KinesisConsumer microservice is used to consume data records from Amazon Kinesis Streams.
Configuration and Testing
Component Configurations
The attributes can be configured in the Configuration Properties Sheet (CPS) as below.
Figure 1: Component Configuration Properties
Post Processing XSL Configuration
Post Processing XSL configuration can be used to transform the response message before sending it to the output port.
Validate Input
If this attribute is enabled, the service tries to validate the input received. If disabled, service will not validate the input. For more details, refer Validate Input section under Interaction Configurations in Common Configurations page.
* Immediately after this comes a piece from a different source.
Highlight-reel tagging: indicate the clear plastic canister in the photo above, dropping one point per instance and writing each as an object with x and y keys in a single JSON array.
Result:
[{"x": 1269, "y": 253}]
Error handling configuration
The remedial actions to be taken when a particular error occurs can be configured using this attribute.
Click the ellipsis button against this property to configure Error Handling properties for different types of Errors. By default, the options Log to error logs, Stop service and Send to error port are enabled.
AWS Connection Details
Click the AWS Connection Details ellipsis button to configure the properties.
Figure 2: KinesisConsumer connection configuration properties
Access key
Specify the Access Key id
Secret key
Specify the Secret Key
Region
The region of AWS Management console.
Kinesis Stream Name
Name of the Kinesis Stream from which the data records are read.
Application Name
Kinesis Consumer Library uses a unique Amazon Dynamo DB Table to keep track of the application state. It uses the application name to create the table; each Application Name must be unique.
Initial Position In Stream
Used to specify the position in the stream where a new application should start from.
Figure 3: Initial Position In Stream property options
- LATEST: Fetches you always read the most recent data in the shard
- TRIM_HORIZON: Gets the record of last untrimmed record in the shard in the system (the oldest data record in the shard)
Scenario: Send 10 data records to the stream when Consumer is inactive.
Now starting the consumer in LATEST mode will not fetch you any records.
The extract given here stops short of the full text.